Peacekeepers inside the main UN headquarters in Abidjan fired in the air and launched tear-gas grenades at demonstrators for a second consecutive day yesterday, keeping about 1,000 protesters at bay.
A pro-Gbagbo student leader, Serge Koffi, appeared on state television, reading a statement saying that the broadcaster had been "liberated".
Demonstrators have, during past crises, seized the TV station, which is state-funded but run by a neutral party under peace accords.
A French army spokesman said the four protesters who died at Guiglo had tried to take weapons and had climbed on to armoured vehicles. He said 12 further demonstrators had been injured.
In Paris, the French army's chief of staff, General Henri Bentegeat, called for UN sanctions against Ivory Coast, saying that both sides appeared unwilling to resolve the three-year-old conflict.
The latest protests erupted on Monday after a UN-backed international mediation group recommended that the parliament's expired mandate should not be renewed.
Mr Gbagbo is leading a one-year government of national unity that has diminished his executive powers. The parliament, which is filled with his supporters, is viewed as his last bastion of power and the decision to dissolve it angered youth activists and the president's backers who sent their followers into the streets.
Businesses shut down across Abidjan, amid fears of a return to all-out violence.
There were no reports of any trouble in the north, where rebel leaders accused Mr Gbagbo of orchestrating the protests to undermine a new transitional government.
"It's an insurrection against the transitional government organised by Gbagbo and [his political party] to bring power back into their hands," said Sidiki Konate, a spokesman for the rebels.
Officials at the office of the president could not be reached for comment.

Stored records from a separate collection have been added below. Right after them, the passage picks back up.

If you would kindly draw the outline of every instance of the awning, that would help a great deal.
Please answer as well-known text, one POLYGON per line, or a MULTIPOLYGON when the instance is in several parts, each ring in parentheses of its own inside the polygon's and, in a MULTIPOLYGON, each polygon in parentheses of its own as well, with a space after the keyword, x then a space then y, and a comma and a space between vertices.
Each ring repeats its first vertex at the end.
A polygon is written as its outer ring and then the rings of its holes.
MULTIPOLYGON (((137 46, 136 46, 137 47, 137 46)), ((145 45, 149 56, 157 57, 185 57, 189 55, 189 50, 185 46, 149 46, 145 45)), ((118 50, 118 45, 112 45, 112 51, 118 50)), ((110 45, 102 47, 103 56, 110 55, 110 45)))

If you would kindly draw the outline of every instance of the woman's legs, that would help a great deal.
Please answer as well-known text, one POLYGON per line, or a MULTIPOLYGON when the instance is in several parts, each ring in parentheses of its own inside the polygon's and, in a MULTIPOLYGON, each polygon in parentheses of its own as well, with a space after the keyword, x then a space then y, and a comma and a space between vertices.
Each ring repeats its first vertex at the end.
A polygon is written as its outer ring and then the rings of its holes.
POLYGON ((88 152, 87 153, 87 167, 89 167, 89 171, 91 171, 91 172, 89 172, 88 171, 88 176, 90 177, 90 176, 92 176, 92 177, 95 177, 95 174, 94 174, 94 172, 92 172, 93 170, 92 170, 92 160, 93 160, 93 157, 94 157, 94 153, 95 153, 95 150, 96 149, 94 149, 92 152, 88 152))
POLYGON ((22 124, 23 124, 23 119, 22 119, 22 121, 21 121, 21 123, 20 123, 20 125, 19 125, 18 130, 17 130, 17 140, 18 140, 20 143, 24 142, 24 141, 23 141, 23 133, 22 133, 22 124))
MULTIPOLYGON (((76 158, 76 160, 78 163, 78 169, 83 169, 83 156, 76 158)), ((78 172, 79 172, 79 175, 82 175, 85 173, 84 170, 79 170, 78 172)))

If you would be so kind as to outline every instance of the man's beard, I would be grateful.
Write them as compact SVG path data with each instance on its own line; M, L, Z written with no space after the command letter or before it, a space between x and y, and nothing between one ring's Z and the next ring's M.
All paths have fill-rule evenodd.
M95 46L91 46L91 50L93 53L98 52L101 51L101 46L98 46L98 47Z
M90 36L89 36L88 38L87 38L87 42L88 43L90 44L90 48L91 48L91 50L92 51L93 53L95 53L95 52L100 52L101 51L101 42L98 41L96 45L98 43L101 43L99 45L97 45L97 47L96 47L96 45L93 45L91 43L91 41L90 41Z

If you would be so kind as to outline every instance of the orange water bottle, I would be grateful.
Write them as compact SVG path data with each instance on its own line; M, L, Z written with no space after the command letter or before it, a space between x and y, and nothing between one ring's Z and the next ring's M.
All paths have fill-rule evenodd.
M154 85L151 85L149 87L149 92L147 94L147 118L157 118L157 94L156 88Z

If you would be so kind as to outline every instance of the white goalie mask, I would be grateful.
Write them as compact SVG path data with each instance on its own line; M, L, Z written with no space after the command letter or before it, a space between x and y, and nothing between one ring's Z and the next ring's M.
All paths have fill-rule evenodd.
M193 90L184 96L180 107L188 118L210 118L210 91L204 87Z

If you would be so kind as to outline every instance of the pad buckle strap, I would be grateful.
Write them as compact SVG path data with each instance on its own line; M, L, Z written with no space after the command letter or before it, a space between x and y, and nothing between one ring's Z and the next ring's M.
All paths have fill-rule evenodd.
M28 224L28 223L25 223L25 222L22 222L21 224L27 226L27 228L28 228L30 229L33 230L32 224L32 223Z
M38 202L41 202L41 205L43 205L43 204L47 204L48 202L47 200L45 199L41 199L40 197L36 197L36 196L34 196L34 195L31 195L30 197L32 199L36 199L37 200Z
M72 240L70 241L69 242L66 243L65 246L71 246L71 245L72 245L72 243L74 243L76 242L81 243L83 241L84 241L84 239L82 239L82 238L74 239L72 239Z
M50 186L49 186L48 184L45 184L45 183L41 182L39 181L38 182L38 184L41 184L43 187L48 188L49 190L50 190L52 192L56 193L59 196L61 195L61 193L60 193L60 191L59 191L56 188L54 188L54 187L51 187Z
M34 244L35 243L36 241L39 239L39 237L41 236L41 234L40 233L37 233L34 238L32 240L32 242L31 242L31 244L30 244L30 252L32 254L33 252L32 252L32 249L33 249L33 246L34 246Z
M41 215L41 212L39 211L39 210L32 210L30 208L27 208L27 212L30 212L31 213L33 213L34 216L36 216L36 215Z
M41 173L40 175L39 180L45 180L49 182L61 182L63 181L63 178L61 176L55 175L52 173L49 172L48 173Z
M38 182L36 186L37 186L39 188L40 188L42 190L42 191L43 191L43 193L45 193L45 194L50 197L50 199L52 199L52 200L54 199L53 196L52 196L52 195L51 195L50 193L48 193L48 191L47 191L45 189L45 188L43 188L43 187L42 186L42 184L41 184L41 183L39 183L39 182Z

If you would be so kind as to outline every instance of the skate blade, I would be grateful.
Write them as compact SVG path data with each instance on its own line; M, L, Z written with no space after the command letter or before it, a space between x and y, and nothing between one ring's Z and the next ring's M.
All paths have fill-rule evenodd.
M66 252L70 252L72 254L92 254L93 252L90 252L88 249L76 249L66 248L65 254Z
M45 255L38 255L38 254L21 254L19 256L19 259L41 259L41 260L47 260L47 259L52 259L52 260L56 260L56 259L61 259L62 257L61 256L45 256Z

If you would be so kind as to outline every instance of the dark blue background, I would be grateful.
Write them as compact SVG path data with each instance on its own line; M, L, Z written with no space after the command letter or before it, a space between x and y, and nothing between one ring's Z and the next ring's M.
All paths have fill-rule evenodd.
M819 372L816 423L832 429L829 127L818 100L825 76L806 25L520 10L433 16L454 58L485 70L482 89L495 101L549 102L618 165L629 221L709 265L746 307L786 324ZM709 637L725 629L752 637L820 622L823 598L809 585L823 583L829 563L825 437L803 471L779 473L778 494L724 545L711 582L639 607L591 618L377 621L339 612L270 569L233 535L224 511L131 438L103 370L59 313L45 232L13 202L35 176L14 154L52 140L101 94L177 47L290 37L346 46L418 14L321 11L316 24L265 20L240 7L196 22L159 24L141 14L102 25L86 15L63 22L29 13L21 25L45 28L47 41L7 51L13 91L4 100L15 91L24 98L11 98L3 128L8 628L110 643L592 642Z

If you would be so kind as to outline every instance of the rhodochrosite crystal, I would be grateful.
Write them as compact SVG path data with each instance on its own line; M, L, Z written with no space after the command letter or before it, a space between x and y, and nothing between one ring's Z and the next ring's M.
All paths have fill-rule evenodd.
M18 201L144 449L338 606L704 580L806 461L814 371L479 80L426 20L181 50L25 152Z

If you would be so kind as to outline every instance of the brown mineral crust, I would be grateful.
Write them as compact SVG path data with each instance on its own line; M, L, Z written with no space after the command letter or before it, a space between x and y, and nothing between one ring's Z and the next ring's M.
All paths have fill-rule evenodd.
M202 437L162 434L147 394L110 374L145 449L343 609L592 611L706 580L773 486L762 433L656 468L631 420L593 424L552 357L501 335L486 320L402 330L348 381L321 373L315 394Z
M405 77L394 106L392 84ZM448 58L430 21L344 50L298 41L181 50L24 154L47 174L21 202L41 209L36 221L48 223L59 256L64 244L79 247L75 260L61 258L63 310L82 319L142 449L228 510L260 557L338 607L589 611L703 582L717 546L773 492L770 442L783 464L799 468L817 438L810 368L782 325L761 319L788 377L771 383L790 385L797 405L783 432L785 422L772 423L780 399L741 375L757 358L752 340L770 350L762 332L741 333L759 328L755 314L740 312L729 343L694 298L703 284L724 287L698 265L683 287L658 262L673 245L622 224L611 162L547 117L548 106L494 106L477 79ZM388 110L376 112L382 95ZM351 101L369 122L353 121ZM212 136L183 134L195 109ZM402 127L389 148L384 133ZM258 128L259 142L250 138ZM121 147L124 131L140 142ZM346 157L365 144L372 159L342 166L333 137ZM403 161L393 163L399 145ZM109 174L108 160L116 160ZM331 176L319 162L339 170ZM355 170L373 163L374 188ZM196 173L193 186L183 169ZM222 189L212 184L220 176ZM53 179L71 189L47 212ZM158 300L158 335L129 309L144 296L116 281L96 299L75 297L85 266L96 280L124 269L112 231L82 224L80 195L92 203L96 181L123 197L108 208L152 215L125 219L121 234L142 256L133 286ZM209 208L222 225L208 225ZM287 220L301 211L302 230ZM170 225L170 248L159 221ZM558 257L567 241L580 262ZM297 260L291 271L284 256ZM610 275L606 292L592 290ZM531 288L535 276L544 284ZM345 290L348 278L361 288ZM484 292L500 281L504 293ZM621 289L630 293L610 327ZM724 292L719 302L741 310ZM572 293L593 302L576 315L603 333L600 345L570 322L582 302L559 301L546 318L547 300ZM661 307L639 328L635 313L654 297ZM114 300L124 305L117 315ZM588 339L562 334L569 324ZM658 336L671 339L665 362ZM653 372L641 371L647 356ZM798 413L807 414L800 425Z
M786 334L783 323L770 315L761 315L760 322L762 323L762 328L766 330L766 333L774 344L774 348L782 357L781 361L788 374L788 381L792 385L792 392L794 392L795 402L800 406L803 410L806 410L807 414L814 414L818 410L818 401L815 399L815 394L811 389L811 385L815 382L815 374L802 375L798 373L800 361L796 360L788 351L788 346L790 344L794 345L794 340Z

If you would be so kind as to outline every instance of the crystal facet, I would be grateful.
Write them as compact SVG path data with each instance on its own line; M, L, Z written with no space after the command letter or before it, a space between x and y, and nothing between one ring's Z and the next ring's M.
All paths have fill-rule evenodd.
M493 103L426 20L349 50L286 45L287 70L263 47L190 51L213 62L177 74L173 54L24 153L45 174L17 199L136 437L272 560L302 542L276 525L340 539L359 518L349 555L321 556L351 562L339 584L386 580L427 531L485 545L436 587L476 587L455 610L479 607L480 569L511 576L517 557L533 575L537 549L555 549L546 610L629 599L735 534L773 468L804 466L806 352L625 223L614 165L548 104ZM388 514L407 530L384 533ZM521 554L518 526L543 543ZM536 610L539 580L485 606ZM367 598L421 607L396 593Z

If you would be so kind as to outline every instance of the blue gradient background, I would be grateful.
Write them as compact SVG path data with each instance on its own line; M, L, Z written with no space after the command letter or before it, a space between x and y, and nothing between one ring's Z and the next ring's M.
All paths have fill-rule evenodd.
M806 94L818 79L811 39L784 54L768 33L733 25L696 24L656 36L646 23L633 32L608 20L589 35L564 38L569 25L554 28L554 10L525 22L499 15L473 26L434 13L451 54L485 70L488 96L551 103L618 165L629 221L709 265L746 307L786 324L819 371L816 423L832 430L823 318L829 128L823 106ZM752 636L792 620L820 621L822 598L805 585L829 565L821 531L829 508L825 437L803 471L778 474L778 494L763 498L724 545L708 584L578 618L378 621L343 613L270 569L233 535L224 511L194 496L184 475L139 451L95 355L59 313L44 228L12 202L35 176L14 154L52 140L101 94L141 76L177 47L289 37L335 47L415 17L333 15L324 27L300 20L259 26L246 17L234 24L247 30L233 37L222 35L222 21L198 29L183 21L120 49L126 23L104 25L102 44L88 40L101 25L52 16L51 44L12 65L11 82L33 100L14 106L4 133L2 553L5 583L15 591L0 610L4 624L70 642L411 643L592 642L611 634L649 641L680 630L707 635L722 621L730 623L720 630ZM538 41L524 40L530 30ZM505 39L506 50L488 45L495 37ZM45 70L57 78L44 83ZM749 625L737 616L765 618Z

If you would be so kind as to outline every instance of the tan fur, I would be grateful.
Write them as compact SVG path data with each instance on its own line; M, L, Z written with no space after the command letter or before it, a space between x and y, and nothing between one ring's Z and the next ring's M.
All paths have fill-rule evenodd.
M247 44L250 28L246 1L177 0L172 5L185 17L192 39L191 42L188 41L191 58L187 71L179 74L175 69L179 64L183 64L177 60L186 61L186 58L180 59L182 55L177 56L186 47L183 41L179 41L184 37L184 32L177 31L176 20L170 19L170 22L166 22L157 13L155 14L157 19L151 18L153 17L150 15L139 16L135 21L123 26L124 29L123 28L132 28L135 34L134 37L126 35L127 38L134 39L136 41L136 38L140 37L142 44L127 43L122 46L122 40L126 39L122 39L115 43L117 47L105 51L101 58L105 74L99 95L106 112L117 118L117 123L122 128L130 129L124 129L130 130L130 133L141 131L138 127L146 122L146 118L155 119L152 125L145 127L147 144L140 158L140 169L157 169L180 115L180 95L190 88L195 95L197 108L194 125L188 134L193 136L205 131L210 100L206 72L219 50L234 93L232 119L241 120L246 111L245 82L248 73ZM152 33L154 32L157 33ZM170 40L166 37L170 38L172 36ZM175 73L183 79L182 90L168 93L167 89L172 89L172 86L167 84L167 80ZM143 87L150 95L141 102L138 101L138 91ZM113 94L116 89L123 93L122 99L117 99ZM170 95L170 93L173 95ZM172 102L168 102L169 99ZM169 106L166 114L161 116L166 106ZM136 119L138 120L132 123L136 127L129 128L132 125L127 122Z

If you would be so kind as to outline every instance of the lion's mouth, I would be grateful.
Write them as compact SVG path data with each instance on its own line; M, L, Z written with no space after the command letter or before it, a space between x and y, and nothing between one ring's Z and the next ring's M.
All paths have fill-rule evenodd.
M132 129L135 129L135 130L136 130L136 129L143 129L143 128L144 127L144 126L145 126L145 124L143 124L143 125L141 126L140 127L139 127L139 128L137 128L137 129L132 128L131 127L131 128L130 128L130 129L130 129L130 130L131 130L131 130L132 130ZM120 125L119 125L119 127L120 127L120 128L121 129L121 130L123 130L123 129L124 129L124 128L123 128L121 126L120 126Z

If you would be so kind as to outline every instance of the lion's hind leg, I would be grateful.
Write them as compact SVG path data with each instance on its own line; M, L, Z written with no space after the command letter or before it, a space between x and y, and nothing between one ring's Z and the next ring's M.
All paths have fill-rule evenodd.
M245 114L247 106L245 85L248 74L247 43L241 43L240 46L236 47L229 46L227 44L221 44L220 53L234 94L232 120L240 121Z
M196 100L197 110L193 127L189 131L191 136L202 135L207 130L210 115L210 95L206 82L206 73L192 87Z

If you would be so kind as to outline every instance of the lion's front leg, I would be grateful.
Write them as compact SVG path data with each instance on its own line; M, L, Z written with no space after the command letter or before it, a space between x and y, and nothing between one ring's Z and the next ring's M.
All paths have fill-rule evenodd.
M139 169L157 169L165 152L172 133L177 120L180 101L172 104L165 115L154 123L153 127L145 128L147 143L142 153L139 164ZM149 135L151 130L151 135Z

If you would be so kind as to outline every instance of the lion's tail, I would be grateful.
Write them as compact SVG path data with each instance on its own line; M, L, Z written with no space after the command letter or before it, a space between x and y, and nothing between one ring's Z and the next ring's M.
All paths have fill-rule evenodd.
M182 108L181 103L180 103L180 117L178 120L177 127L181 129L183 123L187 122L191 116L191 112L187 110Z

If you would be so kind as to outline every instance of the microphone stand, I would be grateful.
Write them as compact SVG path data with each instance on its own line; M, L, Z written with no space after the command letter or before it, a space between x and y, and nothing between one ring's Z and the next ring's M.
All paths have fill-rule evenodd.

Kofi Annan, the UN secretary-general, has condemned the fresh violence, saying it threatens the nation's fragile peace.
Last year, Mr Gbagbo cancelled elections planned for October, blaming the rebels in the north. Afterwards, the UN and the African Union endorsed a one-year extension of his five-year mandate, despite fierce objections from rebels and opposition groups, and a new prime minister, Charles Konan Banny, was chosen by the warring sides to shepherd the country towards elections within a year.
He named a new 32-member national-unity government last month, composed of rebel, opposition party and ruling party ministers.
But Mr Gbagbo's ruling Ivorian Popular Front said on Tuesday that it was withdrawing from the peace process and would no longer co-operate with Mr Banny's government.